Violette et son premier amour, la violence des hommes... Mais il y a Ernesto le vieil oncle, qui veille sur elle, tout en lui interdisant de se soucier de lui :
"Tseu. C'est les vieux qui se font du souci pour les jeunes, pas le contraire, Vi-o-leta, pas le contraire. ». (Le personnage d’Ernesto est magnifique, avec ses joues en papier de verre, ses quatre-vingt-huit ans, son courage, son copain, son vieux chien et sa 4L orange…)
Et puis Amos, le plus mûr peut-être d’entre tous, Amos qui préfère les garçons et doit se forger chaque jour, mine de rien, une carapace. Pas évident à seize ans de faire face… Amos et sa passion pour le tire à l’arc. Sa passion tout court…

Ces petits livres auraient pu être réunis en un seul et même volume, mais la richesse de l’histoire en aurait beaucoup perdu au change. Ils ne sont pas numérotés, à vous de choisir lequel d’entre eux vous fera entrer dans le récit, lequel vous choisirez ensuite pour continuer… Ils s’emboîtent tous et se complètent comme les pièces d’un puzzle. Les regards se croisent d’un volume à l’autre, les points de vue se confrontent ou s’enrichissent, comme si la caméra changeait brutalement d’angle.
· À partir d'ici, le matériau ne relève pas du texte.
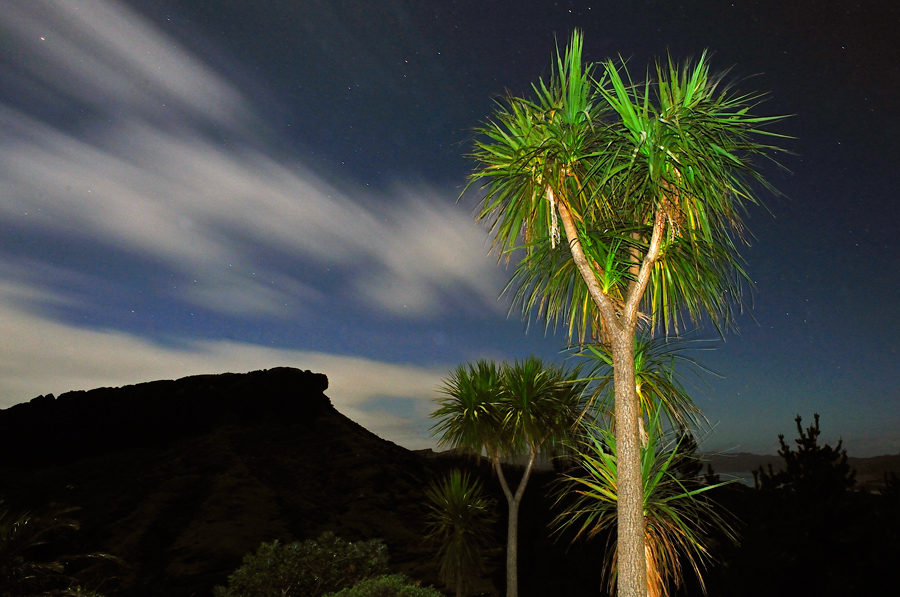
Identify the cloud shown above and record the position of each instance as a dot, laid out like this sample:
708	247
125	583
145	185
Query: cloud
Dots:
149	178
41	357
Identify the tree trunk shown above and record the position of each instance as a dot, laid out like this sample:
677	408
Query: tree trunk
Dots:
512	533
512	551
632	558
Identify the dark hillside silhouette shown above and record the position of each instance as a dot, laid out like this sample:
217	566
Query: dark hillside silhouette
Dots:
53	431
182	478
805	531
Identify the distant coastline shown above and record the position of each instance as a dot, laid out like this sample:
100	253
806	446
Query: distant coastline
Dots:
869	471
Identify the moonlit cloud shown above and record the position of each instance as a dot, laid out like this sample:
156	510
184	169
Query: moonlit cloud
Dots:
41	356
139	166
170	193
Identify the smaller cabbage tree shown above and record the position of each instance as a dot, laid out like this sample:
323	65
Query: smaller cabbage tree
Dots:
459	521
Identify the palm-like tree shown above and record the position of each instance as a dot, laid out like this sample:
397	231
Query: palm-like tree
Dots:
678	520
659	364
459	520
627	199
512	411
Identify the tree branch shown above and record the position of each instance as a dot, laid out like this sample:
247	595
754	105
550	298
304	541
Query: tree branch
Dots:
636	291
604	303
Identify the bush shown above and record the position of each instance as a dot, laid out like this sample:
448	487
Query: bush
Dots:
307	569
394	585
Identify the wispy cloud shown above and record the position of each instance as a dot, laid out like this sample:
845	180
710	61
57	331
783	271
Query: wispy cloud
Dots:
41	357
149	177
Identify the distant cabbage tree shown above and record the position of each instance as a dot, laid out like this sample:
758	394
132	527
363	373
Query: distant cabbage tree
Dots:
510	411
459	521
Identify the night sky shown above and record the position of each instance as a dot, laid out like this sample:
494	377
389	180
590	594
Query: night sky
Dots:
201	186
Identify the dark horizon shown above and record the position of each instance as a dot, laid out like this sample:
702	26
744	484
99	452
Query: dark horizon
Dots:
199	187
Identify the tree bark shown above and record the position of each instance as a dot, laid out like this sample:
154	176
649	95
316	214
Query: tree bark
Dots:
512	533
621	327
632	558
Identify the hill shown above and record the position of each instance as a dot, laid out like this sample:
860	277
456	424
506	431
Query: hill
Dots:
182	478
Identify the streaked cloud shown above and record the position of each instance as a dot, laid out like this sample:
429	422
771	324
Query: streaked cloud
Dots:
151	178
42	356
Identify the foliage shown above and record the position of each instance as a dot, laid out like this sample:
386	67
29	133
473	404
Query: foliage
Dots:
25	567
812	471
459	521
619	155
308	569
517	409
510	410
679	519
628	200
657	378
393	585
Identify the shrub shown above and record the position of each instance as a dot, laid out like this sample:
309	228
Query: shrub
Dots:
306	569
393	585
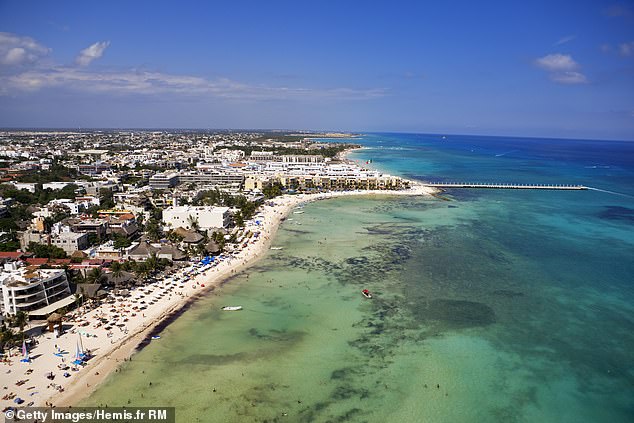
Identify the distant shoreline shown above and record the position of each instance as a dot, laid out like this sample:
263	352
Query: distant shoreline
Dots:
96	371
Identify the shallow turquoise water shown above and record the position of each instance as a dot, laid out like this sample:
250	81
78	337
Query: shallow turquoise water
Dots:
496	306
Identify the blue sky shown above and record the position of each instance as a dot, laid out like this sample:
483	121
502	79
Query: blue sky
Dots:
525	68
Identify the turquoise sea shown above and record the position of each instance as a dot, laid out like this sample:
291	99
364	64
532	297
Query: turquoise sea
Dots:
494	306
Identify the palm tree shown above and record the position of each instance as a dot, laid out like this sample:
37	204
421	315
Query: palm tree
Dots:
193	222
117	270
152	263
96	275
21	319
141	271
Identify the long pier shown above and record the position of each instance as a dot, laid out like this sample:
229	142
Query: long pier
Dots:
505	186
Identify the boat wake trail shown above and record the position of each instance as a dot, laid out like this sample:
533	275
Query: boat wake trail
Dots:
611	192
505	153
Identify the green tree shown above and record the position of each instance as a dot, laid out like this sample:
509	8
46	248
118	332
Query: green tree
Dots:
96	275
121	241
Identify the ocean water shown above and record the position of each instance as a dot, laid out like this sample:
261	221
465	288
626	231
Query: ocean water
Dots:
489	306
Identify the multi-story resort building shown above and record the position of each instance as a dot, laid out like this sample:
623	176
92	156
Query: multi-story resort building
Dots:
37	292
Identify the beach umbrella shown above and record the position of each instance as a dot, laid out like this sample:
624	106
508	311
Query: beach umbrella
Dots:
25	353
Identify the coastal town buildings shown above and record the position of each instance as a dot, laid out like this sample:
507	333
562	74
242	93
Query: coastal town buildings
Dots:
35	291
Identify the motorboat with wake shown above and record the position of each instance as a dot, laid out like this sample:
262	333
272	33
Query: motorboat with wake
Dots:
232	308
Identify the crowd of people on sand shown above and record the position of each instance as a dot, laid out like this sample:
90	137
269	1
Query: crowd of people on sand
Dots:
68	357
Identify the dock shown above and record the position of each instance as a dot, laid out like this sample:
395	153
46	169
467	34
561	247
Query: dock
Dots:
506	186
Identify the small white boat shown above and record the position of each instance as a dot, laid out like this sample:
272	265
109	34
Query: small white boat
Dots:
232	308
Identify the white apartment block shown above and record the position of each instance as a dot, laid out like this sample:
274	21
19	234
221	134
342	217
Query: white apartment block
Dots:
70	241
36	291
207	217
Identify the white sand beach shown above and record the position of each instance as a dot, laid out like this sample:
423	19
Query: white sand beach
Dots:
127	325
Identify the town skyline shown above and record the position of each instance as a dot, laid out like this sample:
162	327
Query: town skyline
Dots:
526	70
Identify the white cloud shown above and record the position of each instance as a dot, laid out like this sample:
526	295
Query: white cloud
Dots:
626	49
17	50
95	51
557	62
561	68
565	40
569	77
151	83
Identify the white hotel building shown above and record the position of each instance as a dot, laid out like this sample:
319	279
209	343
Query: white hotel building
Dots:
208	217
36	291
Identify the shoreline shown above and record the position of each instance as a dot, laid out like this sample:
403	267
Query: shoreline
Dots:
108	357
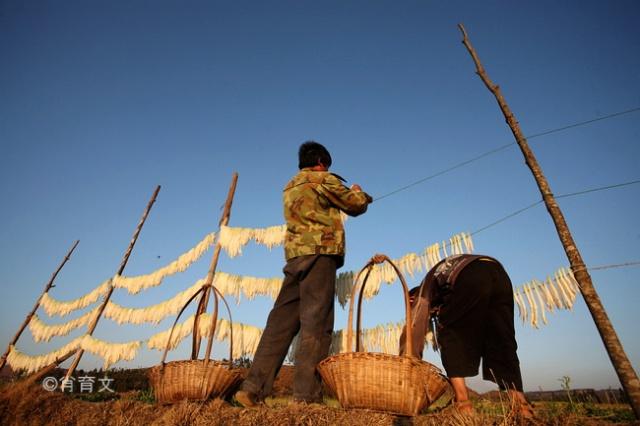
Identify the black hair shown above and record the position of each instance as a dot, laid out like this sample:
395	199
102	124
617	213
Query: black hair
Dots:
310	153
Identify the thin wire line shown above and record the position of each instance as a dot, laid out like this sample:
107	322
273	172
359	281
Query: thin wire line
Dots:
587	191
602	188
616	265
502	147
509	216
582	123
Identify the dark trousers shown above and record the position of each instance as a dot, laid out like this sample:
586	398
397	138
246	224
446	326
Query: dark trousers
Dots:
305	304
476	322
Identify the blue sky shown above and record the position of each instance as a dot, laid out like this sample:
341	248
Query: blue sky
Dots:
102	101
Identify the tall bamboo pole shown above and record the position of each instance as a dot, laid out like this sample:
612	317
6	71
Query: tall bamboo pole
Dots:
49	285
622	365
202	306
106	298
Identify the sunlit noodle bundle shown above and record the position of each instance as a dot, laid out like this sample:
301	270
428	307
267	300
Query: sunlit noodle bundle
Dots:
141	282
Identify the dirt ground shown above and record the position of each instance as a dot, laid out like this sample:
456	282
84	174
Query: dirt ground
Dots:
30	404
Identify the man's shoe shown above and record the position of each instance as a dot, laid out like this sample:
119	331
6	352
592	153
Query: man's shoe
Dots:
247	399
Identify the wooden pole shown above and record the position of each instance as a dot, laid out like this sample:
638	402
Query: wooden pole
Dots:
622	365
49	285
202	306
106	298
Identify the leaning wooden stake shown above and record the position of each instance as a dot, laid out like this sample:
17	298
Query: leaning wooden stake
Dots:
106	298
202	306
37	305
619	359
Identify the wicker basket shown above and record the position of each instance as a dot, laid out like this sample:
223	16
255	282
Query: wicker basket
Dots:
195	379
396	384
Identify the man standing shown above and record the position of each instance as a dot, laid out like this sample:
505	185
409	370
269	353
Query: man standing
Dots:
314	249
467	302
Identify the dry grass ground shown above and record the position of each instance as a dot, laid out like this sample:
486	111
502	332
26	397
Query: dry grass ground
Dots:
28	404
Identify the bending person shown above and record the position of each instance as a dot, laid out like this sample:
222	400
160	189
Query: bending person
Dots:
467	302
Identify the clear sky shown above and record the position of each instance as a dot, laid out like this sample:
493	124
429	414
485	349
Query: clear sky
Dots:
102	101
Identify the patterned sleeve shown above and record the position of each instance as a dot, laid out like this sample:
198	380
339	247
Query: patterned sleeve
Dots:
352	202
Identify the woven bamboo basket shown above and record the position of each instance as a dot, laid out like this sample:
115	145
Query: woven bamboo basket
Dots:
398	384
195	379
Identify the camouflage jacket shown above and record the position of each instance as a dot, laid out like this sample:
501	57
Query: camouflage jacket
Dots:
312	204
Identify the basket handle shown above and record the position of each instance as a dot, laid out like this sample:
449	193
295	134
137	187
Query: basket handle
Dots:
376	259
166	350
214	323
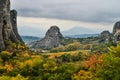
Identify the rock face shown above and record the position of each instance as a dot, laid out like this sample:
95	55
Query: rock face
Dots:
116	31
8	25
51	39
106	36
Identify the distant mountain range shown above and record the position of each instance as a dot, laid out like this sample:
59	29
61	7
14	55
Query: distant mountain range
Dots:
79	30
76	32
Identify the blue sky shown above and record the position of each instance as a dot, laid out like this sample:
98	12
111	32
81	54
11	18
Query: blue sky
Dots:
39	15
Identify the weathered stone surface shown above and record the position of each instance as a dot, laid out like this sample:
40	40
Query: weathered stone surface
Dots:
13	14
105	36
51	39
105	33
6	28
116	31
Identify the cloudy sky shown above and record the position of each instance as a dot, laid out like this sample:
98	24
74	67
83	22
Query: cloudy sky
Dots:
39	15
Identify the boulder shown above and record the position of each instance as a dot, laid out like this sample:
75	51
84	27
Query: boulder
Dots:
52	39
8	29
116	31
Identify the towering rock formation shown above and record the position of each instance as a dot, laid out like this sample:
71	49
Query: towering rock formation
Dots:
8	30
51	39
116	31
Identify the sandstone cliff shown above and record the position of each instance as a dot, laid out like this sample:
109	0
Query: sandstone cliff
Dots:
8	24
116	31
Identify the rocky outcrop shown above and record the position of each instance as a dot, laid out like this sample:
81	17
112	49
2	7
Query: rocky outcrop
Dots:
8	28
116	31
52	39
105	33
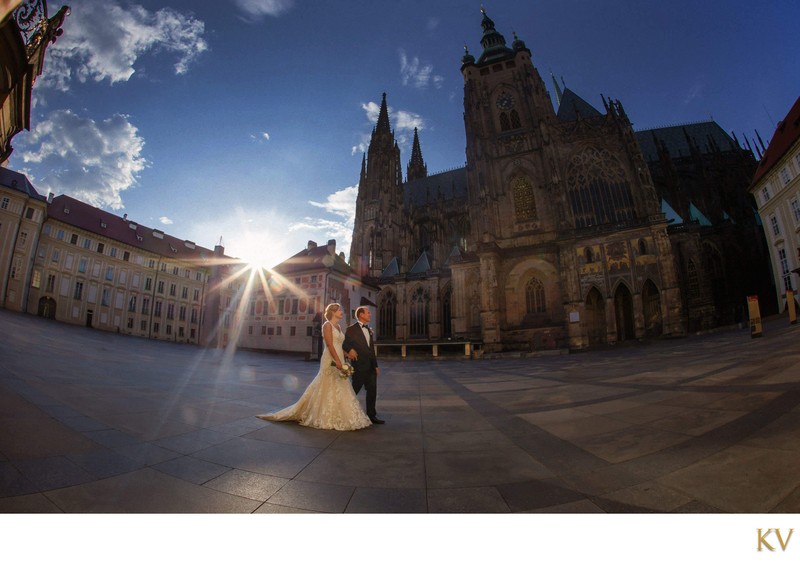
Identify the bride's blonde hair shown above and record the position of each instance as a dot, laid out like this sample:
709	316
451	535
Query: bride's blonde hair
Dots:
330	309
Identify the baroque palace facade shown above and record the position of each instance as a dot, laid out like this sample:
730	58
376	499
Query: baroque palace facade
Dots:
555	234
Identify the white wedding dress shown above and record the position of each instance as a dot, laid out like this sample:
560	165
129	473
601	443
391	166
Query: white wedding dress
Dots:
329	401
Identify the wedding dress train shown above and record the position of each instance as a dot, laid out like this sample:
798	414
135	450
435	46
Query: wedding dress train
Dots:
329	401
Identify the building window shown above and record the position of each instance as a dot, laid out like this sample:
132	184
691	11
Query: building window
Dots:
786	275
773	220
16	268
534	297
420	302
524	201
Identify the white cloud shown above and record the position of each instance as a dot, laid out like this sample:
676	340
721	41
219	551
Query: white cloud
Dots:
92	161
341	204
103	40
259	8
416	74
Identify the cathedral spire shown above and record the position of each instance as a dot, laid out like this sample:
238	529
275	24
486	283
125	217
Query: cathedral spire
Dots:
416	166
383	118
493	42
559	94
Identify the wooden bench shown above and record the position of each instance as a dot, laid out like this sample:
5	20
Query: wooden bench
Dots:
434	346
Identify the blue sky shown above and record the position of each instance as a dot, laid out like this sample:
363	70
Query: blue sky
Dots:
246	120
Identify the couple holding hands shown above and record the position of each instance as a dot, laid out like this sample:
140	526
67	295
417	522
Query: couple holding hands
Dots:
329	401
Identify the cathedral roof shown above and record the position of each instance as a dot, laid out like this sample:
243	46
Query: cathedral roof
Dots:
448	185
786	134
392	269
423	264
571	105
678	140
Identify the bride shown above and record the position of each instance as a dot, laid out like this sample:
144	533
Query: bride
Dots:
329	401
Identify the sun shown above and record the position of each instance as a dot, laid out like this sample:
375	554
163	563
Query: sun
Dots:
257	252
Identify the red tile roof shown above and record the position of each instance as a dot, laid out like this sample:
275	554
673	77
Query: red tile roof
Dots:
787	132
81	215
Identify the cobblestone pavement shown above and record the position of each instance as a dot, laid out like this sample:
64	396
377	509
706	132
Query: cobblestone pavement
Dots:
93	422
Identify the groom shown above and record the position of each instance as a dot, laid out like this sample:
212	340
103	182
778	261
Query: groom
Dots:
360	348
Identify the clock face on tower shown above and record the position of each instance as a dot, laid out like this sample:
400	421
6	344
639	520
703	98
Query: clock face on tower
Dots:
505	101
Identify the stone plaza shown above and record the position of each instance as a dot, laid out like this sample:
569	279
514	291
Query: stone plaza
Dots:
93	422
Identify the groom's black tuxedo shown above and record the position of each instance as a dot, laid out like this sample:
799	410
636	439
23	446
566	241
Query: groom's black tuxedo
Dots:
365	367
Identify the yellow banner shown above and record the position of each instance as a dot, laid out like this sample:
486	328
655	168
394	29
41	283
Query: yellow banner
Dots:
791	307
755	316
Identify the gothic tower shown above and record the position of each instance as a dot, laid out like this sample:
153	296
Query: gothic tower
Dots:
379	227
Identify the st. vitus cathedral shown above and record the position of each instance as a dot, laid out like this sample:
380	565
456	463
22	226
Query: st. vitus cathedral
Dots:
552	236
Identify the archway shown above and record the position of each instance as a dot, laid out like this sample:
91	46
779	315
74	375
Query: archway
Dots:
595	317
47	308
623	311
651	308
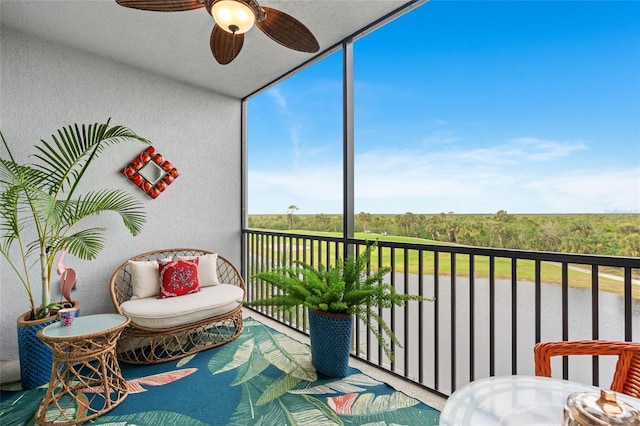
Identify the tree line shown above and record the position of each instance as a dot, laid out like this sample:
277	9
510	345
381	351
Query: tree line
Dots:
604	234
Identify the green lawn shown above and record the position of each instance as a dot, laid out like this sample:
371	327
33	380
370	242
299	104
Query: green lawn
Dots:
550	273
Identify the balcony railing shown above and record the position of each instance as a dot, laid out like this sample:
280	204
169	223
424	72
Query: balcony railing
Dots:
491	305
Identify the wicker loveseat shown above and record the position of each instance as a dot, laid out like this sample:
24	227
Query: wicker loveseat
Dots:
182	325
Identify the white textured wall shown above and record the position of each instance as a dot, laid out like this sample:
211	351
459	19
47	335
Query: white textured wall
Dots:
45	86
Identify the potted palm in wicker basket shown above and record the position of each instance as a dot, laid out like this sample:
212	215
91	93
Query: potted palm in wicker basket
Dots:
334	296
40	214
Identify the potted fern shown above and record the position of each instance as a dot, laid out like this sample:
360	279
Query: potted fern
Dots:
40	214
334	295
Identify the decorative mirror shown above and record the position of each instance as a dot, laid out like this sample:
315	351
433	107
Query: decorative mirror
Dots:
150	172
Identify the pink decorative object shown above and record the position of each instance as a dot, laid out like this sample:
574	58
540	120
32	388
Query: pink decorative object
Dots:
66	316
67	277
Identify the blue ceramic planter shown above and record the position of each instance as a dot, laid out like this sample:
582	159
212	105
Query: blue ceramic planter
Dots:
330	336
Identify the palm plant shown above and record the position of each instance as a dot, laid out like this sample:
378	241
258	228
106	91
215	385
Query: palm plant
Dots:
349	288
38	200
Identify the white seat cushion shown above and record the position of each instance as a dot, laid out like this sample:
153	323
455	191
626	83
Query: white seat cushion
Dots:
163	313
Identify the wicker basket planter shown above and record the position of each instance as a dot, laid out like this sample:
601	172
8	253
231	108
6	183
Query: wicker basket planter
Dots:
35	357
330	335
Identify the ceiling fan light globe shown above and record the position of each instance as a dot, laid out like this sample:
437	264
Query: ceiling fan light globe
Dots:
233	16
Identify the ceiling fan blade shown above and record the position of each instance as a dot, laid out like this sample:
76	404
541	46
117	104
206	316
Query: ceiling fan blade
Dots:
162	5
224	45
288	31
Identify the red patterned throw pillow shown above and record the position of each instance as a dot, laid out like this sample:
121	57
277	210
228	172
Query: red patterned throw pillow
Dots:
178	277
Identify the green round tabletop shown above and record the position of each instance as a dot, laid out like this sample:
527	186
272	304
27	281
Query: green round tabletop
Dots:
84	325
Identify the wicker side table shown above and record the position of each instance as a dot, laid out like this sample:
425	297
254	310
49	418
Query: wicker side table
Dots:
86	381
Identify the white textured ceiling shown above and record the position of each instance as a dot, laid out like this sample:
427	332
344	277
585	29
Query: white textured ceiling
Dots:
176	44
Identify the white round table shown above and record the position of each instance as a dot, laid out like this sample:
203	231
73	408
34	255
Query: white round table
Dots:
514	400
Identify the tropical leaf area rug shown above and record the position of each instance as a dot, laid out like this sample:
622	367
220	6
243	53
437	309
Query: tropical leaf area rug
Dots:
262	378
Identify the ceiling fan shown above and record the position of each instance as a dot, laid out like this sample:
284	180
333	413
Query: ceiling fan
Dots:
235	17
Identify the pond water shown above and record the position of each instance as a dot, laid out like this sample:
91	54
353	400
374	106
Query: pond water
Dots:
610	321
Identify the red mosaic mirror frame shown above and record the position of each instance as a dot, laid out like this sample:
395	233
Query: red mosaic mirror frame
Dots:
150	172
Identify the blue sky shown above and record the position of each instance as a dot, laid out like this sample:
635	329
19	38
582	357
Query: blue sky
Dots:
470	107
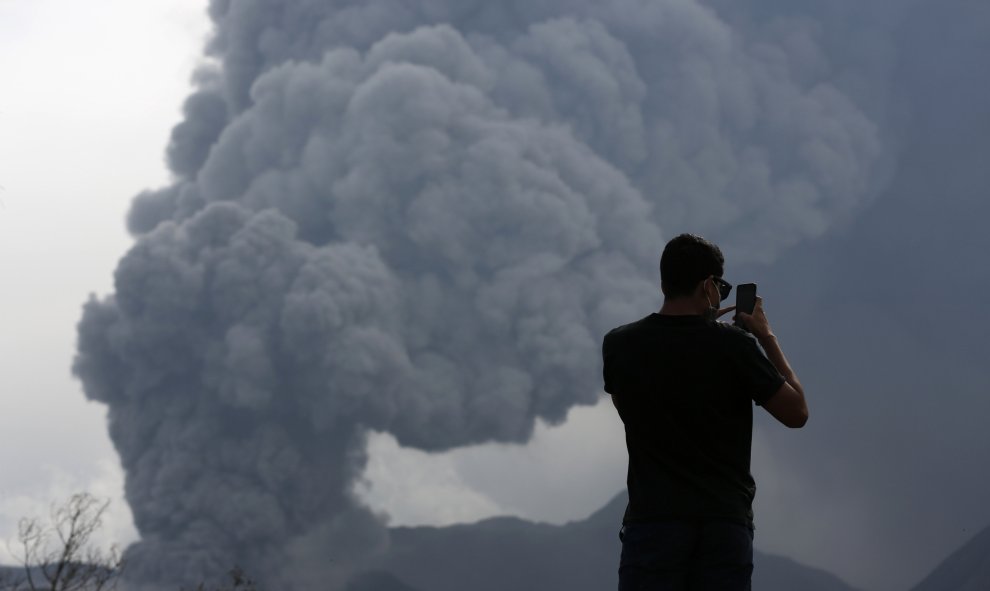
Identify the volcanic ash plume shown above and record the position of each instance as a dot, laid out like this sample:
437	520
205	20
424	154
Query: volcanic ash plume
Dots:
421	222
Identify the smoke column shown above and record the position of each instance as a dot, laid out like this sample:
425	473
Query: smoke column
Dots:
420	219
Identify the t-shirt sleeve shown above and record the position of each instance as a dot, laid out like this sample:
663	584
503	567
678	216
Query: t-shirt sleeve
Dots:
759	378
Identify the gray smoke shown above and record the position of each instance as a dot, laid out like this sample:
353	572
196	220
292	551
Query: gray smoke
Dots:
420	219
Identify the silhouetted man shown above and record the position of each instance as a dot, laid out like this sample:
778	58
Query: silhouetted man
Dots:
684	385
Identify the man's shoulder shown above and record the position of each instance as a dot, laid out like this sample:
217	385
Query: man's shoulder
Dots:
628	328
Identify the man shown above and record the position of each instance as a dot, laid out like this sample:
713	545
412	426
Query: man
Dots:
684	385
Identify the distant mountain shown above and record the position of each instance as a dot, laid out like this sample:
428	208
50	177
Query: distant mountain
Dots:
509	553
968	569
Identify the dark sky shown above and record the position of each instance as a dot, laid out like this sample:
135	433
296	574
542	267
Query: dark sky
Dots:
420	219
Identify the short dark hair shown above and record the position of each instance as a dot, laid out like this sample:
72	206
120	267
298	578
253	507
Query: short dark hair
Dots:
686	260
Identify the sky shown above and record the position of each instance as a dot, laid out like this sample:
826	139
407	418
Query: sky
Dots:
90	93
84	128
778	127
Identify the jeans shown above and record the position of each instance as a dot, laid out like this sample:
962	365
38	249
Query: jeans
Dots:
686	556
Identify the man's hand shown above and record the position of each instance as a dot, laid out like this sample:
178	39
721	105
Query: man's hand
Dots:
756	323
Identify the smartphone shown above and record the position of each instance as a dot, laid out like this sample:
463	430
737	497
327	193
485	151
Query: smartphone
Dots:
746	297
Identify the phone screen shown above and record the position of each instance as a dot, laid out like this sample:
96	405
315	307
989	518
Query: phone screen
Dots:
746	297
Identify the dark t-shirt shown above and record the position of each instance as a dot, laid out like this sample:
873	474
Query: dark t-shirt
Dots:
684	387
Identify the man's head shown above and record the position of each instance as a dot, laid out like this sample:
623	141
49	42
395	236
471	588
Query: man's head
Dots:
688	260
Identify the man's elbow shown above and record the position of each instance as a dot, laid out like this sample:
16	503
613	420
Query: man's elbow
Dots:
798	419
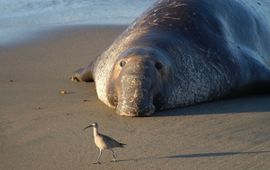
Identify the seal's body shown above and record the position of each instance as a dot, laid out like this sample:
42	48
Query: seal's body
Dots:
183	52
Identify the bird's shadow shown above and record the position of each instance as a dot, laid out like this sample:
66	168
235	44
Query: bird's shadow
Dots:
227	106
197	155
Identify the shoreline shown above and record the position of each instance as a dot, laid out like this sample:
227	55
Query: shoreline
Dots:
40	128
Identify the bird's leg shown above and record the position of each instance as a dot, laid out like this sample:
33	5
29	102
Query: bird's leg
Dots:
100	153
114	157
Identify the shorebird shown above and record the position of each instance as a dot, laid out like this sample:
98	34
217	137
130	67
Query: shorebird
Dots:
104	142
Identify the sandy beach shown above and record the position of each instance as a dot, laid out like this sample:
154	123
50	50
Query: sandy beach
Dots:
40	128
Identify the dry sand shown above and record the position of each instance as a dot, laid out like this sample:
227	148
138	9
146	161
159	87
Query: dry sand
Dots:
40	128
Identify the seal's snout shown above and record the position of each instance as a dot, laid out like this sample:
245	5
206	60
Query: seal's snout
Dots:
136	92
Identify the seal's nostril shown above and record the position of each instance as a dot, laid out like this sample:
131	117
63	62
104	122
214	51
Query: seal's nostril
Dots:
158	66
122	63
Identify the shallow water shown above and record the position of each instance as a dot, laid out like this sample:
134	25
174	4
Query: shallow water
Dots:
21	19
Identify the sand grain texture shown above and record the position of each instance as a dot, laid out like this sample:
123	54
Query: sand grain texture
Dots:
42	129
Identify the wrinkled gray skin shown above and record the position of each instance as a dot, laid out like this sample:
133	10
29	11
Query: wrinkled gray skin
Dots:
183	52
Passionnant.

Si les premiers émois amoureux semblent bien être au cœur de cette première saison intitulée « Octobre », bien d’autres thèmes y sont déjà esquissés, la maladie, la filiation, la différence, le racisme, la famille, le divorce, l’éloignement….
La saison 2, « Novembre », doit paraître en octobre 2009. Vivement cette suite, et la suivante !

* Quatre auteurs pour quatre personnages, chacun donnant sa voix et son style bien particulier à l’un de ces adolescents… Quelle belle idée !
Reste à savoir comme ils se sont partagés les rôles (à suivre dans une prochaine "Page ouverte à…")

« Amos : Cibles mouvantes » Sigrid Baffert
« Satya : L’attentat » Jean-Michel Payet

« Zik : L’ange des toits » Maryvonne Rippert

« Violette : L’amour basta » Cécile Roumiguiére



Editions Milan – Collection Macadam- Mai 2009.